Atlanta, GA Mayor: On behalf of Fox's local affiliate, we have our first poll of Tuesday's runoff election for mayor of Atlanta. Opinion Savvy gives Democratic City Councilor Keisha Lance Bottoms a 42-39 edge over fellow Councilor Mary Norwood, who identifies as an independent in this very blue city. The race to succeed termed-out Mayor Kasim Reed is officially non-partisan, but the state Democratic Party has run ads arguing that Norwood is a "closet Republican."
Bottoms led Norwood 26-21 in November’s nonpartisan primary, but Norwood has done a far better job winning over their defeated rivals. On Wednesday, ex-City Council President Cathy Woolard, who took third place with 17 percent of the vote, backed Norwood, following endorsements from former city Chief Operating Officer Peter Aman, who took 11 percent, and City Council President Ceasar Mitchell, who won 9 percent. And while ex-state Sen. Vincent Fort, a Bernie Sanders ally who took 10 percent, has announced that he won't be taking sides, he heaped praise on Norwood at a recent press conference. City Councilor Kwanza Hall, who won just 4 percent, is the only defeated candidate who has endorsed Bottoms (or at least the only defeated candidate who cleared 1 percent of the vote).
While endorsements from also-rans never automatically translate into votes, there’s good reason to think they’ll prove beneficial for Norwood. All of the defeated candidates are Democrats, and they could make it tougher for Bottoms and her allies to portray Norwood as a stealth Republican—an image problem Norwood could use some help with after she loudly echoed Republican talking points when she claimed earlier this year, without evidence, that voter fraud cost her victory in her 2009 race against Reed.

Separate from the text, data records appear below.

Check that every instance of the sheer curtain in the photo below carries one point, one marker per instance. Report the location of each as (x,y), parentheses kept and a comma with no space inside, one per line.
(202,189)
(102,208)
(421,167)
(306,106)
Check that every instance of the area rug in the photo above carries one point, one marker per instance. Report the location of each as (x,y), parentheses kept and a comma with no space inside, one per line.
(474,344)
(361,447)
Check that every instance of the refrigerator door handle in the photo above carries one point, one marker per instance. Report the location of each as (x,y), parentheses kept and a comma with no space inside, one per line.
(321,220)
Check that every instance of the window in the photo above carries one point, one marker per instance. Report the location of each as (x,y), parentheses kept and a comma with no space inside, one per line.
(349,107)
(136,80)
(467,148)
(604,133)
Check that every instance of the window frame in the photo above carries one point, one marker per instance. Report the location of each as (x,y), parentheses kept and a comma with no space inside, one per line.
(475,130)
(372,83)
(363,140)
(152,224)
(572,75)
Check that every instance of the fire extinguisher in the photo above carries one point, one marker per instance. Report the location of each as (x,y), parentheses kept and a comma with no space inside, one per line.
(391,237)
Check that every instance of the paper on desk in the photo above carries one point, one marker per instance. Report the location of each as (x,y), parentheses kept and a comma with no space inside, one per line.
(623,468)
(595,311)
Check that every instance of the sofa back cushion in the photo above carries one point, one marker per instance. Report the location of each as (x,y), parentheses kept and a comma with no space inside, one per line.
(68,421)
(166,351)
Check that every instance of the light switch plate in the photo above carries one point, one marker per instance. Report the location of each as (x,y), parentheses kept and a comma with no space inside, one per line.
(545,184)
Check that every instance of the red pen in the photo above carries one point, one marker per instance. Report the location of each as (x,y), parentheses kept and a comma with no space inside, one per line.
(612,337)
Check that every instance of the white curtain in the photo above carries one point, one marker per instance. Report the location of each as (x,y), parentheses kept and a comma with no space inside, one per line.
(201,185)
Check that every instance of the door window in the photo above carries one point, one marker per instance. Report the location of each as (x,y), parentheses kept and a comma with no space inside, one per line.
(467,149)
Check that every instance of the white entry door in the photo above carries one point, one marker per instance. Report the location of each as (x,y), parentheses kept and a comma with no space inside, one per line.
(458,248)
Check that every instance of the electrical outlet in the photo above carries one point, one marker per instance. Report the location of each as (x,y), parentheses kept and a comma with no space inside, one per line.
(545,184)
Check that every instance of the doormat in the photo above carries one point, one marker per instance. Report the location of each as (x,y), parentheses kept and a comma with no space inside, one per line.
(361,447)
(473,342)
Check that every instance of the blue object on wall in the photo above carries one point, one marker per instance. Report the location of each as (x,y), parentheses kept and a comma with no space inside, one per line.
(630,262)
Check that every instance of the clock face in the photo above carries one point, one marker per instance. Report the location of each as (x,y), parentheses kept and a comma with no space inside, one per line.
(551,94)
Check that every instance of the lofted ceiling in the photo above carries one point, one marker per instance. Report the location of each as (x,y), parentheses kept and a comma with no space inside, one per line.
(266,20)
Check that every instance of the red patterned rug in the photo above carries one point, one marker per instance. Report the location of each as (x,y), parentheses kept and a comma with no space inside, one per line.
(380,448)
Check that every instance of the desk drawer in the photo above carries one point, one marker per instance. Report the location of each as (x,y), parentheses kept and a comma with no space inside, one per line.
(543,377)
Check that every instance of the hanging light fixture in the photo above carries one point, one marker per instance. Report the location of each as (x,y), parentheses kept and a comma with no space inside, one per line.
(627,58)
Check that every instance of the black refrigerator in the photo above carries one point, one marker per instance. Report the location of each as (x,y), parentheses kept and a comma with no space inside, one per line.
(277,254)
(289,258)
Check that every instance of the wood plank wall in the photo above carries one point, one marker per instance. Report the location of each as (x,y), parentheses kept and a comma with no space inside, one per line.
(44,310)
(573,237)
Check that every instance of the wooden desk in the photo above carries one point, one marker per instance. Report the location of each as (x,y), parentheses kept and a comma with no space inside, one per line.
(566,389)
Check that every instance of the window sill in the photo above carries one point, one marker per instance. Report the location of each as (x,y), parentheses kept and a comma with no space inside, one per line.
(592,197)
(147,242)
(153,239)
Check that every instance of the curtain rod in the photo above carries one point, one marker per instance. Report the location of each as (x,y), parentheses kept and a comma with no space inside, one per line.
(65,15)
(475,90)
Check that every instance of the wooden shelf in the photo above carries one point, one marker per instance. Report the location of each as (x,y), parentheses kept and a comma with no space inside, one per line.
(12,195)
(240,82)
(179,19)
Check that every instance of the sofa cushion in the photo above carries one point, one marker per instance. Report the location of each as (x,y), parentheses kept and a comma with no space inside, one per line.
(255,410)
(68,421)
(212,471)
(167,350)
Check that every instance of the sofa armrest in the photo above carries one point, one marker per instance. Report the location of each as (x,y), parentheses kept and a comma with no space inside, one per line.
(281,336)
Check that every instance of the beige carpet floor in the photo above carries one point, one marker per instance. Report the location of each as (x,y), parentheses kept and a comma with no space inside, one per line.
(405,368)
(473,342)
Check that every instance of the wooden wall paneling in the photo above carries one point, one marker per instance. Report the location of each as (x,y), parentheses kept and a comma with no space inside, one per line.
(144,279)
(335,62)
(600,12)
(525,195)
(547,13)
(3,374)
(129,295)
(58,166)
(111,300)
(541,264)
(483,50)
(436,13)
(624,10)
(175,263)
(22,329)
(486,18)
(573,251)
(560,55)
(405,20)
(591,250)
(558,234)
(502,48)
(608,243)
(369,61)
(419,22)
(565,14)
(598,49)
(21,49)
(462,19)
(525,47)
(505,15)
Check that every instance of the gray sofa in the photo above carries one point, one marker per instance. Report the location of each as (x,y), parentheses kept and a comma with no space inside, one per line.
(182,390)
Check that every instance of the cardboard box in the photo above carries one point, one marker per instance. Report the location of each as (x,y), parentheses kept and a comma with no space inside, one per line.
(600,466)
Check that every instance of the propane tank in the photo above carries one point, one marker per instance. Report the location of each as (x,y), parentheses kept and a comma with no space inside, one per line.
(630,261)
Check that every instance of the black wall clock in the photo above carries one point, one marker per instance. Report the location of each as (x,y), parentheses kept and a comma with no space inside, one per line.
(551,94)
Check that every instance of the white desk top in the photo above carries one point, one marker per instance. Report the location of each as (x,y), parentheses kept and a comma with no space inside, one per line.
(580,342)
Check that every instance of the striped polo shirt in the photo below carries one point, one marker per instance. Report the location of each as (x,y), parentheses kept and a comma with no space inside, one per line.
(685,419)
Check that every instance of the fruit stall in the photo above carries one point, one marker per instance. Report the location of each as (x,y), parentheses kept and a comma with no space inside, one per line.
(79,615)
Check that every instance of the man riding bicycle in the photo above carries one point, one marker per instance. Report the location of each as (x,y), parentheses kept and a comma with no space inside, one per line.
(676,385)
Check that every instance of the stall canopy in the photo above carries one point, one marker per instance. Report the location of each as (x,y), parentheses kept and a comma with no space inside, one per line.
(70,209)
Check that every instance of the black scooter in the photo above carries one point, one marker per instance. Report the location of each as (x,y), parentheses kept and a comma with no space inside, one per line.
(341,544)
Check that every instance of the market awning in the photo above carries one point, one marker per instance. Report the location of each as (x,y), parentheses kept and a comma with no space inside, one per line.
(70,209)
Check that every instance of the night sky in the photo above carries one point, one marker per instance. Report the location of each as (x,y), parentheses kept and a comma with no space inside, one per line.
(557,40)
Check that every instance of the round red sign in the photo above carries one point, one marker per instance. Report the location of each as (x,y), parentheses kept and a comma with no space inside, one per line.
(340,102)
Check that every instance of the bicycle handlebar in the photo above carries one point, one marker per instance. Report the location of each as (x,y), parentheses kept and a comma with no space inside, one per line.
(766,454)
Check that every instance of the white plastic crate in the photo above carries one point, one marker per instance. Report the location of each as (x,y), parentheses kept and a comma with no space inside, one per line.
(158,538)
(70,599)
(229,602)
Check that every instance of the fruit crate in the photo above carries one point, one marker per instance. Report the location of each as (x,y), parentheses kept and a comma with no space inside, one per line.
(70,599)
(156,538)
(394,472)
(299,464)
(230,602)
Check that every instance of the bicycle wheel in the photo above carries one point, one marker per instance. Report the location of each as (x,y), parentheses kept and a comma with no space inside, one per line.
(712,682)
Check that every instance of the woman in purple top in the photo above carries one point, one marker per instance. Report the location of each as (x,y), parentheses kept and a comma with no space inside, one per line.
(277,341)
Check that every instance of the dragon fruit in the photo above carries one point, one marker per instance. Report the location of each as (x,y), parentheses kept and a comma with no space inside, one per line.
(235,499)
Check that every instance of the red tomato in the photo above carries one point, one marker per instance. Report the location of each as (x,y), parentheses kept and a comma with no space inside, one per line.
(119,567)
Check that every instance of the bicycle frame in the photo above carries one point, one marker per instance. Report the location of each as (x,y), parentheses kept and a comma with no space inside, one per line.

Racial politics are another factor here. Bottoms is black, while Norwood would be Atlanta's first white mayor since the late Maynard Jackson ousted Sam Massell in 1973. Mitchell, and Fort are both African-American, as is former Mayor Shirley Franklin, another prominent Democrat who gave her backing to Norwood earlier this week (Woolard and Aman are white). Atlanta has been a majority-black town for decades, but the city has grown whiter in recent years: While African-Americans made up 54 percent of Atlanta’s residents in 2010, when Reed took office, the city is now 51 percent black. And in the primary, black candidates took a combined 51 percent of the vote, while white contenders took 48 percent. If these endorsements from black politicians help Norwood do just a little better with black voters than Bottoms does with white voters, it could make all the difference.
Bottoms does have Reed’s vocal support, but if it’s helped her, it’s also sparked a backlash that seems to have helped persuade her former opponents, as well as Franklin, to back Norwood. The abrasive Reed has alienated much of Atlanta’s political establishment over the years, and a scandal involving the city’s former procurement director has Reed’s critics saying the city needs a new direction.
Notably, both Woolard and Franklin have said they’re supporting Norwood in large part because they believe she would improve transparency at city hall. Aman similarly argued that the city can't "afford four more years of a Reed-Bottoms team" when he made his endorsement. Mitchell didn't emphasize Reed when he made his decision, but he has a horrible relationship with the mayor: After Mitchell made his choice in the runoff, the mayor quipped, "Ceasar Mitchell supporting Mary Norwood is one man, one woman, two losers." But if things don’t go Bottoms’ way, Reed’s own endorsement might wind up earning the stamp of “one man, one woman, two losers” in the end.